There exists a long tradition that connects the theatrical space with the walls of the city and recurs to the metaphor of the plague. The idea that theatre is the source of a contagion that can be either good or evil and has wide social effects has remained constant through centuries. This short talk attempts to study the logic that structures this metaphor, shows its main assumptions / goals, highlights when it can be considered a helpful means for revolution, rather than the cause of moral disorder. Although the main objective is still conceptual, its method is historical. Indeed, the analysis will reconstruct the similarities and differences that can be found in four texts: Plato’s Republic, Augustine’s On the City of God, Erasmus’ Praise of Folly, and Artaud’s The Theatre and Its Double.

  ʀᴇᴠᴏʟᴜᴛɪᴏɴ sᴛᴀʀᴛs ғʀᴏᴍ ᴄᴏɴғɪɴᴇᴍᴇɴᴛ. ᴀɴ ʜʏᴘᴏᴛʜᴇsɪs ᴏғ ᴘᴏʟɪᴛɪᴄᴀʟ ᴛʜᴇᴀᴛʀᴇ

If we accept the paradox of the existence of some walls that open and the hypothesis that theatre is a possible path for a good contagion, it is now time to examine whether this useful disease that is paradoxically opened by the walls of theatre coincides with revolution. Before proceeding, however, it is mandatory to understand what is a “revolutionary” act. It will be argued that a revolution is a complex transformation that is not necessarily sudden and violent, for it could also be slow and gentle. The key element may instead be that it starts from a clear perception of confinement and discontent. Every revolutionary act then occurs, because it is surrounded by walls or limits: one cannot desire freedom without feeling imprisoned, nor aspire to change if the condition of immobility and rest is not perceived as painful. This phenomenon will then be studied by focusing on the causes and conditions of a revolution in three little “circles”: the circle of the individual, the circle of the limited group (family, company, society, etc.), the circle of humanity.

  ᴛʜᴇ sᴘᴀᴄᴇ ғᴏʀ ᴀ ᴅʀᴀᴍᴀᴛɪᴄ ᴇᴜᴛᴏᴘɪᴀ, ᴏʀ ᴛʜᴇ ᴄɪʀᴄʟᴇ ɪɴ ᴇxᴘᴀɴsɪᴏɴ

The final meeting concentrates on the destruction of the walls that were so far erected.

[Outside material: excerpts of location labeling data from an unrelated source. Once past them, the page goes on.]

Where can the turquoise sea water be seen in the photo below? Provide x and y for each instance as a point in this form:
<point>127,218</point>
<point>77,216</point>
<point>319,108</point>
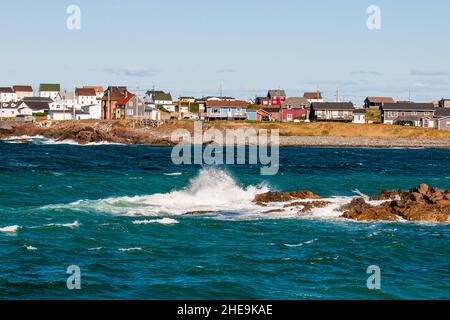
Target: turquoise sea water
<point>116,212</point>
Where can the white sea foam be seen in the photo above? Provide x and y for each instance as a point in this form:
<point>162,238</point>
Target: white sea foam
<point>75,143</point>
<point>214,191</point>
<point>301,244</point>
<point>95,249</point>
<point>160,221</point>
<point>129,249</point>
<point>10,229</point>
<point>72,225</point>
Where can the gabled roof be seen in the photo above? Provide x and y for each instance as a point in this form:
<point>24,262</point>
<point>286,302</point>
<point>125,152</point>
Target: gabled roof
<point>271,110</point>
<point>98,89</point>
<point>116,93</point>
<point>35,105</point>
<point>6,90</point>
<point>90,92</point>
<point>125,99</point>
<point>332,106</point>
<point>295,102</point>
<point>312,95</point>
<point>276,93</point>
<point>23,88</point>
<point>408,106</point>
<point>161,95</point>
<point>442,113</point>
<point>226,103</point>
<point>380,99</point>
<point>36,99</point>
<point>53,87</point>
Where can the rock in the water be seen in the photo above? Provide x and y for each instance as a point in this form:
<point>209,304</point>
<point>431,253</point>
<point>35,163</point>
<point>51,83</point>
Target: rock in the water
<point>419,204</point>
<point>308,206</point>
<point>284,196</point>
<point>359,210</point>
<point>385,195</point>
<point>196,213</point>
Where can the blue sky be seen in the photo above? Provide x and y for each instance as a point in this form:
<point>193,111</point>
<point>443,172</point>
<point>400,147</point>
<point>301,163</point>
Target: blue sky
<point>248,46</point>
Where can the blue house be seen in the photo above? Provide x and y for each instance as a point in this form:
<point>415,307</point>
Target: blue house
<point>251,114</point>
<point>226,110</point>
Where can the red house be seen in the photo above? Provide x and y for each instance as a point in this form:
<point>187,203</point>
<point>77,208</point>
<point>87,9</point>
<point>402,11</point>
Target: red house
<point>274,98</point>
<point>268,114</point>
<point>294,109</point>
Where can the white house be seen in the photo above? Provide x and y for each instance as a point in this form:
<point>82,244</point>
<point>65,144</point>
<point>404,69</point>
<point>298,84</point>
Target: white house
<point>160,99</point>
<point>8,110</point>
<point>86,97</point>
<point>313,97</point>
<point>68,101</point>
<point>94,111</point>
<point>152,113</point>
<point>359,116</point>
<point>7,95</point>
<point>50,90</point>
<point>30,106</point>
<point>23,91</point>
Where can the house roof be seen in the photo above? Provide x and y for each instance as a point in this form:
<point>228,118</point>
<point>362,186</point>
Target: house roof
<point>6,90</point>
<point>37,99</point>
<point>98,89</point>
<point>313,95</point>
<point>271,110</point>
<point>125,99</point>
<point>407,106</point>
<point>116,93</point>
<point>380,99</point>
<point>35,105</point>
<point>159,95</point>
<point>226,103</point>
<point>23,88</point>
<point>90,92</point>
<point>442,112</point>
<point>295,102</point>
<point>53,87</point>
<point>276,93</point>
<point>332,106</point>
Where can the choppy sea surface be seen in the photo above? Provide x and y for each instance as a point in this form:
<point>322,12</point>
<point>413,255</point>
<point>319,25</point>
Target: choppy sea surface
<point>117,213</point>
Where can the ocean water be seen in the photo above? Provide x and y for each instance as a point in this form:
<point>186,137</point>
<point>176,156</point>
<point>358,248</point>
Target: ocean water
<point>117,213</point>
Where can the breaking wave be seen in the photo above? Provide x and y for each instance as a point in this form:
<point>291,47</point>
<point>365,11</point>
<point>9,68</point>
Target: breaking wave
<point>41,140</point>
<point>212,193</point>
<point>10,229</point>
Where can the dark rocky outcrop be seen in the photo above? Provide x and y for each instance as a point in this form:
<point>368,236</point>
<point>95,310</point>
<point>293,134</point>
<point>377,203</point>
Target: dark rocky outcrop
<point>200,212</point>
<point>308,206</point>
<point>419,204</point>
<point>285,196</point>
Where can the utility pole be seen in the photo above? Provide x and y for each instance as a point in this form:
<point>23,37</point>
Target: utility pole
<point>73,107</point>
<point>64,107</point>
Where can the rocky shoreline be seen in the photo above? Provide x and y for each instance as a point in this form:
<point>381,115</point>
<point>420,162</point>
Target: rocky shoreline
<point>85,132</point>
<point>421,204</point>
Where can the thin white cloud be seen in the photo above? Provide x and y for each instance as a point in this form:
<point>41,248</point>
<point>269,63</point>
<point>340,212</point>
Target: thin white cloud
<point>430,73</point>
<point>225,70</point>
<point>133,71</point>
<point>367,73</point>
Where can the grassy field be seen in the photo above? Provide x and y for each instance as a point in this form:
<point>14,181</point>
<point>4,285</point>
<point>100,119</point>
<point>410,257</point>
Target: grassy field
<point>321,129</point>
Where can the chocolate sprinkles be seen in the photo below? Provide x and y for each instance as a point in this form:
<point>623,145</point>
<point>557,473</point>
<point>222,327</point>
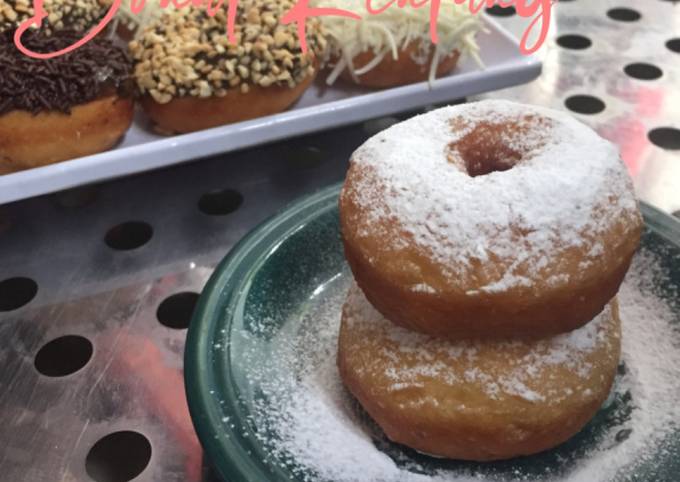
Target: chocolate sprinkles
<point>95,69</point>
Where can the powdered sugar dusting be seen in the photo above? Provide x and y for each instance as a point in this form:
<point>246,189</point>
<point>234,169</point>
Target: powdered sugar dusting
<point>569,188</point>
<point>409,359</point>
<point>310,424</point>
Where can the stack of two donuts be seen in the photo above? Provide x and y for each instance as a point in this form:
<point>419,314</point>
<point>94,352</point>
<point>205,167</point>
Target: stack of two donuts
<point>488,242</point>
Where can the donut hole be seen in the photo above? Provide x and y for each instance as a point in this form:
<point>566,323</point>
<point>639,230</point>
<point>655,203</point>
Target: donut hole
<point>489,148</point>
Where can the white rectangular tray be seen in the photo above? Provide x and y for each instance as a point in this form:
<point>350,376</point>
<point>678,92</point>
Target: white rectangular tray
<point>320,108</point>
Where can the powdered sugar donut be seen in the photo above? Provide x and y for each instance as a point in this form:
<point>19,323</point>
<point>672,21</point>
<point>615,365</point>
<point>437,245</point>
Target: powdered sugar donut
<point>476,400</point>
<point>489,219</point>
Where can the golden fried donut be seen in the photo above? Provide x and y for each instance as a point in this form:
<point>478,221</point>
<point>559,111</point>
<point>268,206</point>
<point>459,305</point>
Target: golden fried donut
<point>58,109</point>
<point>476,400</point>
<point>490,219</point>
<point>191,77</point>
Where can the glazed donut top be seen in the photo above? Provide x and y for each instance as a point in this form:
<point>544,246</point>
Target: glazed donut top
<point>97,68</point>
<point>493,194</point>
<point>535,371</point>
<point>77,15</point>
<point>187,53</point>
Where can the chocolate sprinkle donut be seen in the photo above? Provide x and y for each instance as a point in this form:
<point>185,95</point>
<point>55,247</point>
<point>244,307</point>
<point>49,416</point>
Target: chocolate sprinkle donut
<point>77,15</point>
<point>80,76</point>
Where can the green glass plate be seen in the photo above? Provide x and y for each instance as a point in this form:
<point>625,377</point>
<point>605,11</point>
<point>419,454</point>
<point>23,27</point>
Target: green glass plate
<point>275,289</point>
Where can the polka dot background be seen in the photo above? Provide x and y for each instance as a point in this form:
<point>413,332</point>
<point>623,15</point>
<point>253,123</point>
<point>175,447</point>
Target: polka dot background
<point>98,284</point>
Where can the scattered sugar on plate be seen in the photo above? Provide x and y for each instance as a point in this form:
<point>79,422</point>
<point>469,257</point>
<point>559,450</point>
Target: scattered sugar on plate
<point>311,425</point>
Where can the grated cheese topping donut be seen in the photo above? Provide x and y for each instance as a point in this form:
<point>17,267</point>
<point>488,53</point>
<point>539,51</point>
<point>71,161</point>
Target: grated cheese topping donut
<point>489,219</point>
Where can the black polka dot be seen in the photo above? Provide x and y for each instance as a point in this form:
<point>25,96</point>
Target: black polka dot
<point>643,71</point>
<point>574,42</point>
<point>665,137</point>
<point>16,292</point>
<point>118,457</point>
<point>129,235</point>
<point>63,356</point>
<point>674,45</point>
<point>175,311</point>
<point>304,157</point>
<point>624,14</point>
<point>584,104</point>
<point>220,203</point>
<point>498,11</point>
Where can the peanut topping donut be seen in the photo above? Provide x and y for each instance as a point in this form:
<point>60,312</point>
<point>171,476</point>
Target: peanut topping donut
<point>476,400</point>
<point>489,219</point>
<point>191,77</point>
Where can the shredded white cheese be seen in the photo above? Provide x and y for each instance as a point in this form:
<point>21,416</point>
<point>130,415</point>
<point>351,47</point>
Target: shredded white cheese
<point>392,30</point>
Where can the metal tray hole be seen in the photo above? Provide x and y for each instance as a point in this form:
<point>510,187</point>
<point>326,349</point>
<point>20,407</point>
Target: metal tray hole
<point>665,138</point>
<point>63,356</point>
<point>220,203</point>
<point>175,311</point>
<point>584,104</point>
<point>574,42</point>
<point>128,236</point>
<point>118,457</point>
<point>16,292</point>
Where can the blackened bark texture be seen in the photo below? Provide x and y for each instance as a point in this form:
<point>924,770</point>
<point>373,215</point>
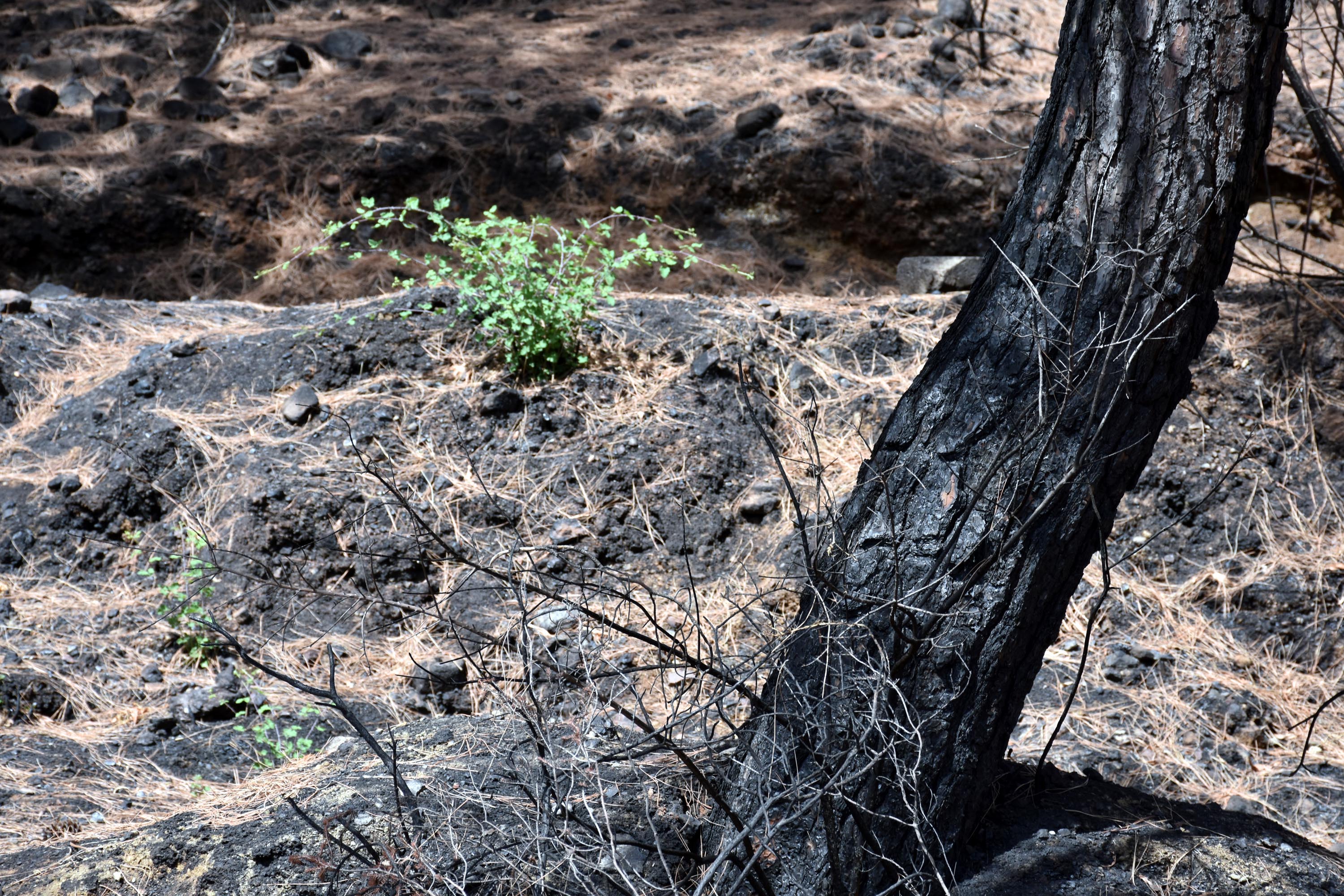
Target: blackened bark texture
<point>952,563</point>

It is not negated the basic idea that theatre or other revolutionary means require no limits and confinement, for we have seen that the absence of both cancels the same existence of art and revolution. Rather, the wall must be destroyed in the sense that it must be continually moved, in order to include, surround and protect what was so far kept outside. A good image is a circle in expansion: a figure whose limits still exist and are equally distant from a point taken as its centre, yet that move and include new spaces inside the perimeter. Such a symbol may coincide, in political terms, with the end of Eutopia and cosmopolitanism, namely the approximation to an idealized perfect society that collects the good qualities of each individual and group, without suppressing their essential peculiarities and differences. To return to the image of the circle, a revolutionary person may occupy a decentralized centre in the circumference. It keeps its uniqueness and also recognizes the values of the others, thus entering in a happy relationship with a dynamic world. Each part of the circle moves in harmony with the expanding whole.